Introduction

As society continues to develop, water quality has become a topic of increasing worldwide environmental concerns (Diaz and Rosenberg 2008; Chen et al. 2009; Giri et al. 2012; Chen et al. 2012a). Generally, two types of pollution sources are defined: point source (PS) and nonpoint source (NPS) (Ritter and Shirmohammadi 2001; Liu et al. 2009). NPS pollution contributors include forestry, urban runoff, mining/construction, and agriculture. The largest contributor to NPS is agriculture. Recently, the loss of nitrogen (N) and phosphorus (P) from agricultural land via runoff has increased rapidly in comparison to that from industrial and residential lands (De Wit et al. 2000; Reungsang et al. 2005; Chen et al. 2012b). In the US, as much as 60 % of river pollution results from agriculture (Environmental Protection 2008). Pollution prevention requires a clear understanding of the impact of nutrient sources on water quality at a watershed level (Lam et al. 2010; Liu et al. 2014b).

To reduce the negative impacts of agricultural NPS pollution, Best Management Practices (BMPs) have been developed by the USA since the 1960s (Logan 1993). Many studies have shown that BMPs effectively reduce the NPS pollutant loads from agricultural areas (Maringanti et al. 2011; Panagopoulos et al. 2011; Liu et al. 2013). BMPs include structures, such as rain barrels or shoreline buffers, and nonstructural management practices, such as changes in land use and fertilizer application management (Lam et al. 2011; Liu et al. 2013). Unlike structural BMPs, most nonstructural BMPs are cost-effective and flexible. Therefore, land management can be applied as an effective strategy for controlling agricultural NPS pollution in many regions (Cook et al. 1996; Monaghan et al. 2007; Lee et al. 2010; McDowell et al. 2011; Thorburn and Wilkinson 2013).
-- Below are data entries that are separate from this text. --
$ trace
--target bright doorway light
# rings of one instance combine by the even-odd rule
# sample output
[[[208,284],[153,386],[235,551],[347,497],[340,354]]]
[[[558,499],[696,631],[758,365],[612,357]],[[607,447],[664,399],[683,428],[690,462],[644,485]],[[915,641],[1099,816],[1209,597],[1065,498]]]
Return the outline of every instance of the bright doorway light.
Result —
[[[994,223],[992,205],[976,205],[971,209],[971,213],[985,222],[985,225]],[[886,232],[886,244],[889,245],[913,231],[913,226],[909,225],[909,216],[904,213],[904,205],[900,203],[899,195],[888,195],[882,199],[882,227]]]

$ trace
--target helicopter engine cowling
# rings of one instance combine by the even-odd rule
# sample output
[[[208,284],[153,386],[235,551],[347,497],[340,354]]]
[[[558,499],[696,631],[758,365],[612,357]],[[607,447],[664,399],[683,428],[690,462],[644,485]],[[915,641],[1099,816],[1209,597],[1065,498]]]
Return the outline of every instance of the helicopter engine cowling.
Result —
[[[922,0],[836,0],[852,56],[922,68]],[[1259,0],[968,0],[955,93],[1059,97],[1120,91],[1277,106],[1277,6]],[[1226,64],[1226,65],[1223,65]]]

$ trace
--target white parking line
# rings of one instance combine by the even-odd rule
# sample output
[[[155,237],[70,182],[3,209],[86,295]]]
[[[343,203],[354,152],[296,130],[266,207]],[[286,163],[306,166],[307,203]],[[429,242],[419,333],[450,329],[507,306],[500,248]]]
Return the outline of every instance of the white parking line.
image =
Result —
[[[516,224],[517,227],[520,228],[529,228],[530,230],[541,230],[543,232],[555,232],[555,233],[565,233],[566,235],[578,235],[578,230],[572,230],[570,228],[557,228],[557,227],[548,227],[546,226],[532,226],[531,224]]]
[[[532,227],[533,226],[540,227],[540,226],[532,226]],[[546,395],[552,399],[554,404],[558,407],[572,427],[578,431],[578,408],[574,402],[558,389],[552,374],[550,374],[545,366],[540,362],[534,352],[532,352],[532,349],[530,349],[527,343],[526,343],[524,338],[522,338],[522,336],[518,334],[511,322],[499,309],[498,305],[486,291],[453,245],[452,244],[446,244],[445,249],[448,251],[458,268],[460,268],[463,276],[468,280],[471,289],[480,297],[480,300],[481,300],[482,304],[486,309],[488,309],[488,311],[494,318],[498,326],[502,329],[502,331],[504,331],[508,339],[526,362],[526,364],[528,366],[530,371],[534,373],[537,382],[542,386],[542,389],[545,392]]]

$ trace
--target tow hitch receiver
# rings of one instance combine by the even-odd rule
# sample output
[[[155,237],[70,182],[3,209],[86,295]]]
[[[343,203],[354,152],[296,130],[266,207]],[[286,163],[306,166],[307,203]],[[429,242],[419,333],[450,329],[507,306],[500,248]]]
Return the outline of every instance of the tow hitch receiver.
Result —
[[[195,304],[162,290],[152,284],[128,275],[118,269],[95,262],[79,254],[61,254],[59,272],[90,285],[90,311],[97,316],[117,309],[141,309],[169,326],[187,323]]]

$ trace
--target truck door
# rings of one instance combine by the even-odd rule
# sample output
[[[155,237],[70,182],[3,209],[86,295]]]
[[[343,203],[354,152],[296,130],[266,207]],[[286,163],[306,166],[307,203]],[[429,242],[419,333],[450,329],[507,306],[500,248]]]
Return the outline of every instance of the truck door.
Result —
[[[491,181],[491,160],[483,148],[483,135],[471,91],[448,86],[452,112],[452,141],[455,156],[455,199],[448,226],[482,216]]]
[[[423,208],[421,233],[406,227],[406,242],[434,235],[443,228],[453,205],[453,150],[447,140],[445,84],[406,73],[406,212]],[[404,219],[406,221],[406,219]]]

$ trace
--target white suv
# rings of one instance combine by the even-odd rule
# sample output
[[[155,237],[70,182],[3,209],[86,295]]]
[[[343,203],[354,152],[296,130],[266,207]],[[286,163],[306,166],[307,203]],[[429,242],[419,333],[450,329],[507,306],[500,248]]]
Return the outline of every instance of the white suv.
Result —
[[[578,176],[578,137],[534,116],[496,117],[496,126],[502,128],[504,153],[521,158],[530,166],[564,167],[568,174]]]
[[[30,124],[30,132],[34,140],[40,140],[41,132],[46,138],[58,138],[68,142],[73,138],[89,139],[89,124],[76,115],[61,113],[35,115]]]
Soil nutrient management is one land management strategy (Liu et al. 2013). Scientific approaches to soil nutrient management are based on the spatial variability of soil nutrients, which is obtained by analyzing soil nutrient samples. Scientific information on the spatial variability and distribution of soil properties is critical for understanding ecosystem processes and making sustainable soil, crop, and environmental management decisions (Fu et al. 2010; Tesfahunegn et al. 2011). In recent years, a mountain of work has been conducted regarding arable soils. These studies have focused on the spatial variability of soil properties, in the context of water quality protection and food security (Castrignanò et al. 2000; Tavares et al. 2008; Chaplot et al. 2010; Kerry et al. 2012).

Characterizing the spatial variability and distribution of soil properties, as well as information about soil properties, is needed at unsampled sites (Lark and Ferguson 2004). In practice, ordinary kriging is the interpolator to estimating the soil variables at unsampled sites using data at adjacent sample points. However, the spatial prediction of soil nutrients typically involves uncertainties, which must be considered when decisions regarding future management are made (Goovaerts 2001). Such management decisions are often based on the threshold values of a soil property. When a land manager interprets a kriged soil property map with respect to (a) critical threshold value(s), the uncertainty of these estimations becomes important (Lark and Ferguson 2004). Indicator kriging (IK) is used to estimate the probability of values that fall within specific class intervals by incorporating the uncertainty of the values of the variables at unsampled locations (Meirvenne and Goovaerts 2001; Triantafilis et al. 2004; Lee et al. 2007; Arslan 2012).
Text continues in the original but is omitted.